Is Elastic/Metricbeats suitable for process monitoring and alerting?

409 Views Asked by At

Do you use Elastic and Metricbeats for process monitoring and alerting? How did you configure your data gathering and alerting?

I am currently trying to set this up, and running into some basic issues. These issues are making me question whether Elastic is a suitable tool for alerting. Here is my planned setup:

  • Use Metricbeats to gather process data
  • Create an Elastic dashboard/lens for certain processes
  • If the process.cpu.start_time from Metricbeats is very young (e.g. it has only been running for under 5 minutes), alert!

I have been working my way through this using the following approach:

  • From Metricbeats, the processes include process.cpu.start_time, as a text string in ISO date format. Elastic lens queries are very limited with dates.
  • Workaround: use Logstash to create a filter field process.cpu.start_epoch, which is an integer - the Unix epoch: "seconds since January 1, 1970".
  • Create a dashboard lens, querying only my process, and only the last metric. This works and gives me "the time that the process started, as a Unix epoch".
  • I next need to calculate the time difference between now and that integer. However I don't see anything in the lens documentation about doing date math.
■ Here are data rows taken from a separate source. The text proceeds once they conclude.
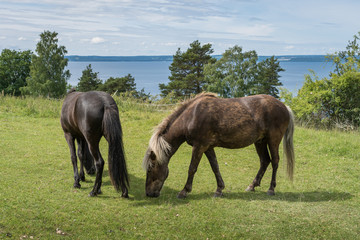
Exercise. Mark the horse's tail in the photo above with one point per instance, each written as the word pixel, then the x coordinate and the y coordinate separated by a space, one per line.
pixel 116 157
pixel 289 146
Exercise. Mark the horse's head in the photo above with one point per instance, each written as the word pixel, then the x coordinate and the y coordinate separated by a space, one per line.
pixel 156 173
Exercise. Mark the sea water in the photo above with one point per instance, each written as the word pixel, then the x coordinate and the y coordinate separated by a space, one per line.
pixel 149 74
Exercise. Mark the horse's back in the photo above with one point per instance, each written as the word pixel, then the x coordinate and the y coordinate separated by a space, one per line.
pixel 235 122
pixel 83 112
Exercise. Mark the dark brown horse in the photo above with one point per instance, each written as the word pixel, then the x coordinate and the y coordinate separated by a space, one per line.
pixel 206 122
pixel 87 117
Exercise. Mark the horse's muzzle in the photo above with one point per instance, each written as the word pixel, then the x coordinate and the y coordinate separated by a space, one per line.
pixel 153 194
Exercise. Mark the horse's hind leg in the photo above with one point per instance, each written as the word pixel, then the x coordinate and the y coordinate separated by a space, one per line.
pixel 71 142
pixel 262 151
pixel 210 154
pixel 99 163
pixel 195 159
pixel 274 151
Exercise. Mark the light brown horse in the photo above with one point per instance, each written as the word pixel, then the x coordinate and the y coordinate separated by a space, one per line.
pixel 206 122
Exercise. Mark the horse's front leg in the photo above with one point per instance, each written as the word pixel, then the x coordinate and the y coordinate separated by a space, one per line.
pixel 195 160
pixel 71 142
pixel 262 151
pixel 81 155
pixel 210 154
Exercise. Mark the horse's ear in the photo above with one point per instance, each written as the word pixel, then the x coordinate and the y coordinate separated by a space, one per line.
pixel 152 156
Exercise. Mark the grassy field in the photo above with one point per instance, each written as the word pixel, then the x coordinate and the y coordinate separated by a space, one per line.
pixel 37 200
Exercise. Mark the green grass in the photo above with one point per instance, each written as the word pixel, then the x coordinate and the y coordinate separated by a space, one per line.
pixel 37 199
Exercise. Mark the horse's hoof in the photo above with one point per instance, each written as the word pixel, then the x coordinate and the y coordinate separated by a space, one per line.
pixel 218 194
pixel 92 194
pixel 250 189
pixel 125 195
pixel 271 192
pixel 181 195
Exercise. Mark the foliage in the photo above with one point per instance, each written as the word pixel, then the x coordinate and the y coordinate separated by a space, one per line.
pixel 238 74
pixel 38 200
pixel 119 84
pixel 89 80
pixel 267 81
pixel 48 76
pixel 187 68
pixel 14 69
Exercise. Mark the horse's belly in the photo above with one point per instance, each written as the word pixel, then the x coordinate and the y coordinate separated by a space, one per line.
pixel 238 139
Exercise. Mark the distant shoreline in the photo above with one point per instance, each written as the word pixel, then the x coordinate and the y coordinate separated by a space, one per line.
pixel 281 58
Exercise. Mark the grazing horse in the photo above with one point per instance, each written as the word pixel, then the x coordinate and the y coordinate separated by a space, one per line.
pixel 206 122
pixel 86 117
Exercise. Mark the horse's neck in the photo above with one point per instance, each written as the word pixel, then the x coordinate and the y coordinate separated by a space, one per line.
pixel 175 137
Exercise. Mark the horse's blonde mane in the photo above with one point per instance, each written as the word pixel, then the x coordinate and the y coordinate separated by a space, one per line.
pixel 157 143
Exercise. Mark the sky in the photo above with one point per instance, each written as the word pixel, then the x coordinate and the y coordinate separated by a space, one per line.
pixel 160 27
So I'm stuck.

The difficulties I am encountering are making me wonder if I am "doing it wrong"? Is Elastic/Metricbeats a suitable tool for what I am trying to achieve?

1

There are 1 best solutions below

0
EdwardTeach On BEST ANSWER

Answer: find the right hammer!

What I needed is called "Elastic runtime fields". There's a step-by-step writeup here: https://elastic-content-share.eu/elastic-runtime-field-example-repository/

Summary:

  • open index
  • click the "dots"
  • choose "add field to index pattern"
  • set output field name as desired
    • for me this is process.cpu.start.age
  • set output type
    • for me this is "long"
  • write your script in "painless"
    • for me this is emit(Date().getTime() - doc['process.cpu.start'].value.toEpochMilli());

PS: I deleted my logstash filters, because they were superfluous.